Over the years, Barack Obama has joked that if he watched Fox News, he wouldn’t have voted for himself. An example of that is one of the hottest stories on the aggregator Memeorandum right now:
If you click on the link, you are out of luck because apparently this story was even too lame for Sean Hannity. He’s deleted both the article and the tweet promoting it. But your intrepid blogger caught it all before the author got rid of it.
Here is what Hannity wrote on his own web site before it was deleted:
The widening scandal surrounding former President Barack Obama’s official portrait continued to swirl on Tuesday, with shocking allegations the artist included ‘secret sperm cells’ within the painting and once joked about “Killing Whitey” during an interview.
Controversy surrounding Kehinde Wiley’s wildly non-traditional portrait of the Commander-in-Chief broke out within minutes of its unveiling; with industry insiders claiming the artist secretly inserted his trademark technique -concealing images of sperm within his paintings.
Seriously, I’m not making this up. Can’t you see the secret sperm cells? We now know where all of that came from.
The reference to “Killing Whitey” is about this, which is the part of the story getting the most attention:
Two paintings from 2012, depicting the Biblical story of Judith beheading the Assyrian general Holofernes, began making the rounds online on Monday. In Wiley’s rendering, Judith is depicted as a black woman and Holofernes as a white woman.
Fans of the Obama portrait will recognize Wiley’s photo-realistic human figures, distinct colors and prominent use of floral backgrounds.
“Judith and Holofernes is from Wiley’s most recent body of work and his first series of paintings to feature female subjects,” a 2012 explanation of the work from the North Carolina Museum of Art foundation reads. “Wiley translates this image of a courageous, powerful woman into a contemporary version that resonates with fury and righteousness.”
In a New York Magazine piece also from 2012, Wiley explained that the impetus for the work came from the renditions of the Biblical scene by Renaissance artists Caravaggio and Gentileschi.
The story of Judith beheading Holofernes is the subject of many paintings and sculptures from the Renaissance and Baroque periods. I’m no art critic, but those seem to be in keeping with Wiley’s overall style.

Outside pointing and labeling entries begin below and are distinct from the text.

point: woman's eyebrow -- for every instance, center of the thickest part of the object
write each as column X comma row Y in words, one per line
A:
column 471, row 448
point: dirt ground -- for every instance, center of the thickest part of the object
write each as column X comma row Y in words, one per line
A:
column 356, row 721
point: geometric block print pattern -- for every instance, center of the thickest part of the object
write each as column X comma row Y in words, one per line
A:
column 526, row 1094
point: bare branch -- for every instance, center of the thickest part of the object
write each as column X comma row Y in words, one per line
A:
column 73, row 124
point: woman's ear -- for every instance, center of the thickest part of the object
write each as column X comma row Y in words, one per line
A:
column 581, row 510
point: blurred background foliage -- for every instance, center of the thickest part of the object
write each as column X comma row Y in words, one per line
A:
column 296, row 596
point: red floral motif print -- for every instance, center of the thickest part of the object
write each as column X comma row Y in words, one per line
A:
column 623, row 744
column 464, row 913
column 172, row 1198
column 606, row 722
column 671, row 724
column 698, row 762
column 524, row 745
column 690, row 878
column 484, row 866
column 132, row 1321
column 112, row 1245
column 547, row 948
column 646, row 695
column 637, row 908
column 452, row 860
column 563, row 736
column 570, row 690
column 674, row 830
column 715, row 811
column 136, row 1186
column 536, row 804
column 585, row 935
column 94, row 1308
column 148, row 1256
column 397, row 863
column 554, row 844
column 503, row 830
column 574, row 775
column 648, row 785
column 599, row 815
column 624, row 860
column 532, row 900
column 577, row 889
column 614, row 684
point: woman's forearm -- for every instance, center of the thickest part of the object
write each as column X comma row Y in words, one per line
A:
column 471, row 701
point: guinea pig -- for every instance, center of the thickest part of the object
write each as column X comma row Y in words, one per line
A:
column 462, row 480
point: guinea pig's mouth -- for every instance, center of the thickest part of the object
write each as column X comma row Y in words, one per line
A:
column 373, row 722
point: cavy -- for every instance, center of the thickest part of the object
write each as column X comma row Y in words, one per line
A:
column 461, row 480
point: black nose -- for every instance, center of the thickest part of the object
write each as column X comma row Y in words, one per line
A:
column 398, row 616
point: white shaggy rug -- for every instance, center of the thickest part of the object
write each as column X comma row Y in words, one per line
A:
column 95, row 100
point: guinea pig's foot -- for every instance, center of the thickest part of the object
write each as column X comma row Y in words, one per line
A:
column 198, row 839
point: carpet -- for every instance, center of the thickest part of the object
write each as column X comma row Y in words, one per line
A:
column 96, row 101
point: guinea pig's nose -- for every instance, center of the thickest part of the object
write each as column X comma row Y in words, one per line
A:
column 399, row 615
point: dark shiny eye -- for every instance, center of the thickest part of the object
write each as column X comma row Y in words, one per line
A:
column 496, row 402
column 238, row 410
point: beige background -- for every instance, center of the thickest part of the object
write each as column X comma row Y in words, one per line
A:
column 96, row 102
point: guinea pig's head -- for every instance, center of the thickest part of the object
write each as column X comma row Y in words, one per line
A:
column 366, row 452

Over the previous two decades, the Los Angeles-raised and New York City-based artist became known for his larger-than-life canvasses showing contemporary African Americans within centuries-old trappings of power and status. Many of his highly sought-after works, which sell for hundreds of thousands of dollars, evoke Old Master paintings.
He’s also become known for his process of basing portraits off photographs of everyday people he meets on city streets around the world. It’s a method he first started using in Harlem, where these amateur models would choose classical images as inspiration for the resulting portraits.
Of course, Hannity and the other right wingers aren’t going to tell their audience about this part of Wiley’s portrait of Obama:
The flora in the portrait represent the stations of Obama’s scattered personal and ancestral past—blue lilies for Kenya; jasmine for Hawaii; chrysanthemums for Chicago—and their momentary intrusions might hint at the ways in which the man was somewhat shrouded by the dazzling story that delivered him into his nation’s arms.
Since stories about these paintings by Wiley are all over right wing media right now, I’d guess that the reason Hannity deleted his is because of some additional ignorance that was on display when he suggests that Obama’s portrait was in stark contrast to his predecessors and provided a montage of previous presidents. All of the paintings except Obama’s are official White House portraits of presidents. The one of our 44th POTUS hasn’t been installed yet. The portraits of the Obamas that were unveiled yesterday are for the Smithsonian National Portrait Gallery, in Washington, D.C. More recent presidents have chosen modern artists for these portraits. For example, here is John Kennedy’s.
While a bit more traditional, George W. Bush’s portrait at the Smithsonian is a lot less formal.
Since deleting these items, Hannity has been completely mum about all of this on Twitter and his website. But I have to admit to a certain amount of schadenfreude at seeing Hannity with his pants down over a lie that even he can’t spin.
UPDATE: Sean Hannity later released a statement about all of this in which he takes no personal responsibility and basically blames his staff:
“Earlier today my web staff posted content that was not reviewed by me before publication. It does not reflect my voice and message and, therefore, I had it taken down.”